Lei que proíbe ideologia de gênero nas escolas contribui para o aumento do preconceito, diz Jovanna Cardoso


A decisão tomada pelo desembargador do Tribunal de Justiça do Piauí, Ricardo Gentil Eulálio Dantas, suspende a lei municipal, aprovada por unanimidade pelos vereadores em Picos, em que proíbe a discussão de gênero nas escolas da cidade.
A Lei Municipal nº 2882/2018, que “dispõe sobre a proibição de atividades pedagógica que visem a reprodução de conceito de ideologia de gênero na grade de ensino da rede municipal e da rede privada de picos – Piauí, na forma da lei e dá outras providências”, possui a seguinte redação:
Art. 1º – Fica terminantemente proibida na grade curricular da rede pública e privada de ensino no âmbito do município de Picos a disciplina ideologia de gênero, bem como toda e qualquer disciplina que tente orientar a sexualidade dos alunos ou que tente extinguir o gênero masculino e ou feminino como gênero humano.

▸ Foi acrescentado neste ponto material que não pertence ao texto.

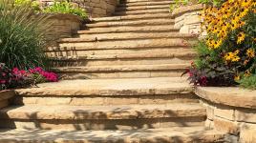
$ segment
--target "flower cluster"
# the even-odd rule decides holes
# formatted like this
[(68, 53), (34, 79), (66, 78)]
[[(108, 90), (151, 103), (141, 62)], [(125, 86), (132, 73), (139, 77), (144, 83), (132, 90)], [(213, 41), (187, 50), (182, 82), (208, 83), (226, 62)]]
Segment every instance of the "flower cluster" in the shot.
[(58, 76), (42, 68), (30, 69), (29, 71), (18, 68), (9, 69), (0, 63), (0, 91), (10, 88), (19, 88), (34, 85), (42, 82), (57, 82)]
[(206, 77), (206, 86), (231, 86), (255, 75), (255, 0), (224, 0), (218, 6), (206, 5), (201, 17), (202, 30), (207, 36), (196, 48), (199, 56), (193, 78), (200, 79), (197, 76), (201, 72)]

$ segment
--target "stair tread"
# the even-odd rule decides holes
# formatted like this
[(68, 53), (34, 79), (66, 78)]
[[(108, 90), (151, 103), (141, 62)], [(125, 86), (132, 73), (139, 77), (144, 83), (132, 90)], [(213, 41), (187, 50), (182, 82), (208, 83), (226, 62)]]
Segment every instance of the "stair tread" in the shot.
[(111, 17), (99, 17), (99, 18), (93, 18), (92, 21), (99, 22), (99, 21), (120, 21), (120, 20), (135, 20), (135, 19), (152, 19), (152, 18), (170, 18), (171, 13), (146, 13), (146, 14), (139, 14), (139, 15), (123, 15), (123, 16), (111, 16)]
[(104, 60), (104, 59), (140, 59), (140, 58), (174, 58), (174, 57), (195, 57), (196, 52), (188, 49), (182, 52), (157, 52), (147, 53), (139, 52), (134, 54), (90, 54), (85, 56), (50, 56), (52, 60)]
[(117, 26), (139, 26), (139, 25), (166, 25), (174, 24), (173, 19), (140, 19), (133, 21), (113, 21), (113, 22), (95, 22), (86, 24), (88, 28), (96, 27), (117, 27)]
[(43, 130), (1, 130), (0, 142), (122, 142), (122, 143), (172, 143), (224, 141), (225, 133), (207, 131), (203, 127), (182, 127), (168, 129), (145, 129), (132, 131), (43, 131)]
[(63, 80), (38, 84), (39, 88), (19, 89), (24, 96), (83, 96), (83, 95), (150, 95), (191, 93), (193, 88), (185, 77), (154, 77), (127, 79)]
[(0, 118), (8, 119), (145, 119), (163, 117), (204, 117), (206, 111), (199, 103), (160, 105), (25, 105), (0, 110)]
[(85, 34), (83, 37), (62, 38), (59, 42), (96, 42), (107, 40), (131, 40), (131, 39), (156, 39), (156, 38), (196, 38), (196, 34), (176, 32), (142, 32), (142, 33), (110, 33), (110, 34)]
[(134, 71), (165, 71), (165, 70), (185, 70), (190, 63), (183, 64), (160, 64), (160, 65), (114, 65), (114, 66), (91, 66), (91, 67), (61, 67), (53, 68), (58, 72), (134, 72)]

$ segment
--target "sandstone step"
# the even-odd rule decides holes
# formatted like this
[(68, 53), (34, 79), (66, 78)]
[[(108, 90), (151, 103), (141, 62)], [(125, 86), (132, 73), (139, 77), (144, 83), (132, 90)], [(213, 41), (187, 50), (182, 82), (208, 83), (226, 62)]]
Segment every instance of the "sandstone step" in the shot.
[(145, 31), (145, 32), (121, 32), (121, 33), (95, 33), (76, 34), (74, 38), (63, 38), (60, 41), (107, 41), (107, 40), (131, 40), (131, 39), (160, 39), (160, 38), (183, 38), (186, 40), (197, 39), (196, 34), (185, 34), (170, 31)]
[[(163, 57), (169, 57), (173, 54), (171, 58), (175, 58), (178, 56), (179, 59), (187, 59), (190, 60), (192, 57), (191, 55), (195, 55), (195, 51), (193, 49), (187, 49), (182, 47), (172, 47), (172, 48), (139, 48), (139, 49), (117, 49), (117, 50), (84, 50), (84, 51), (75, 51), (75, 50), (54, 50), (54, 51), (46, 51), (47, 55), (49, 57), (59, 57), (64, 59), (77, 59), (79, 57), (85, 57), (85, 56), (105, 56), (105, 55), (111, 55), (112, 57), (131, 57), (131, 55), (134, 55), (133, 57), (138, 55), (144, 55), (146, 58), (152, 58), (152, 57), (162, 57), (163, 55), (160, 55), (160, 53), (163, 53)], [(176, 54), (178, 53), (178, 54)], [(189, 54), (189, 56), (183, 57), (185, 54)], [(191, 54), (190, 54), (191, 53)], [(157, 56), (158, 55), (158, 56)], [(160, 55), (160, 56), (159, 56)], [(137, 56), (138, 57), (138, 56)], [(140, 59), (143, 60), (143, 59)], [(147, 60), (147, 59), (145, 59)], [(157, 60), (157, 59), (156, 59)]]
[(151, 5), (151, 6), (119, 6), (116, 9), (116, 11), (129, 11), (129, 10), (155, 10), (155, 9), (167, 9), (169, 10), (170, 5), (165, 4), (165, 5)]
[(180, 77), (190, 64), (120, 65), (54, 68), (63, 79)]
[(118, 41), (97, 41), (97, 42), (60, 42), (58, 47), (48, 48), (48, 51), (62, 50), (117, 50), (117, 49), (139, 49), (139, 48), (190, 48), (191, 44), (181, 38), (160, 38), (160, 39), (132, 39)]
[(92, 19), (93, 22), (107, 22), (107, 21), (131, 21), (139, 19), (159, 19), (159, 18), (169, 18), (171, 19), (171, 13), (146, 13), (139, 15), (124, 15), (124, 16), (112, 16), (112, 17), (100, 17)]
[(136, 54), (104, 54), (84, 56), (49, 56), (53, 67), (81, 67), (105, 65), (158, 65), (190, 63), (196, 52), (157, 52)]
[(0, 110), (0, 127), (16, 129), (132, 130), (203, 126), (199, 103), (161, 105), (26, 105)]
[(155, 5), (170, 5), (173, 4), (173, 1), (142, 1), (142, 2), (137, 2), (137, 3), (124, 3), (119, 4), (118, 6), (122, 7), (133, 7), (133, 6), (155, 6)]
[(135, 14), (147, 14), (147, 13), (169, 13), (169, 9), (152, 9), (152, 10), (124, 10), (116, 11), (114, 15), (135, 15)]
[(96, 22), (86, 24), (87, 28), (117, 27), (117, 26), (145, 26), (145, 25), (174, 25), (173, 19), (140, 19), (133, 21)]
[(74, 132), (1, 130), (0, 143), (224, 143), (224, 135), (203, 127)]
[(91, 28), (90, 31), (78, 31), (77, 33), (111, 33), (111, 32), (141, 32), (141, 31), (176, 31), (179, 32), (180, 29), (174, 28), (170, 25), (161, 26), (123, 26), (123, 27), (110, 27), (106, 28)]

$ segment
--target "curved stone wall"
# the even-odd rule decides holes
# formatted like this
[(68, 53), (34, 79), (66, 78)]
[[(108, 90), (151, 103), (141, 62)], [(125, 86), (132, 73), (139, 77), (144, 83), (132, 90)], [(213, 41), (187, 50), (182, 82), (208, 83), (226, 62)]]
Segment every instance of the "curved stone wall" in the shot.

Art. 2º – O Chefe do Poder Executivo Municipal, no âmbito de sua competência, tomará medidas cabíveis para promover a divulgação da Lei, bem como, informar às autoridades competentes, bem como à Secretaria de Educação do Município e à Secretaria de Educação do Estado do Piauí e ainda às escolas particulares existentes no município.
Art. 3º – A Presente Lei entra em vigor na data de sua publicação.
Art. 4º – Revogam-se as disposições em contrário”.
Na decisão, o desembargador cita que as bases educacionais não devem ser determinadas pelo município, mas pela União.
“Numa análise perfunctória da causa, parece equivocada a disposição, via lei municipal, acerca de conteúdo curricular e orientação pedagógica nas escolas da rede municipal de ensino. De acordo com a Constituição de 1988, compete privativamente à União dispor sobre as diretrizes e bases da educação nacional (CF/88, art. 22, XXIV). Compete-lhe, ainda, estabelecer normas gerais sobre a matéria, a serem complementadas pelos Estados, no âmbito da sua competência normativa concorrente (CF/88, art. 24, IX). Cabe, por fim, aos Municípios suplementar as normas federais e estaduais (CF/88, art. 30, II)”.
De acordo com a presidente do Fórum Nacional de Travestis e Transexuais Negras e Negros (FONATRAN), sediado em Picos, Jovanna Cardoso, a decisão tomada pela Câmara de Picos aconteceu sem a presença dos movimentos que representam os LGBTs.
“Quando a lei foi aprovada em discussão só com segmentos religiosos e não discutiu com a parte prejudicada, a gente já entendeu que a lei era passível de nulidade. Na verdade, não só pelo fato de não ter discutido com a gente, enquanto movimento social, com as mulheres, com movimento de pessoas trans, mas ao fato de a lei em si já ser altamente inconstitucional, porque não se proíbe um professor de nada”, argumentou.
Jovanna  falou ainda que pautas como essas criam segregação e contribuem para aumentar o preconceito.
“Uma pauta como essa faz aumentar a violência contra a mulher, faz bombar a violência contra as pessoas transexuais, porque parte do princípio que essa população não tem direito a nada, não tem direito a ser conhecida, a ser respeitada e ela precisa ser execrada da face da terra. Leis como essa só contribui para que o feminicídio aumente alarmantemente, para que o transfeminicídio aumente, a LGBTfobia aumente em números incontroláveis. Leis como essa, presta um desserviço”, destacou.
A presidente do Fonatran afirma que há uma inversão de valores quando se coloca os segmentos de minorias como algo ruim.
“Eu sou uma cidadã, mulher transexual do município de Picos e presto um importante serviço para a sociedade na área de direitos humanos, na área de prevenção de ISTs, na área de direitos da mulher e em todas as áreas de benefício social. Eu presto esse serviço e sou uma mulher trans e quero, assim como os vereadores querem proteger as nossas crianças, eu também quero, só que a gente não pode proteger as nossas crianças cometendo esses equívocos, porque preconceito, gera preconceito”, defendeu.
A decisão:
À vista da argumentação aduzida, o Ministério Público, por seu
PROCURADOR-GERAL DE JUSTIÇA, requer o seguinte:
  1. a) a concessão de MEDIDA CAUTELAR, com a imediata suspensão da eficácia da Lei Municipal nº 2882/2018 do Município de Picos/PI, por
afronta aos preceitos insculpidos nos arts. 3º e 217 da Constituição do Estado do Piauí; e
  1. b) em final julgamento, que seja reconhecida a procedência da pretensão deduzida, mediante a declaração de inconstitucionalidade material da Lei Municipal nº 2882/2018 do Município de Picos/PI, por afronta à Carta Estadual.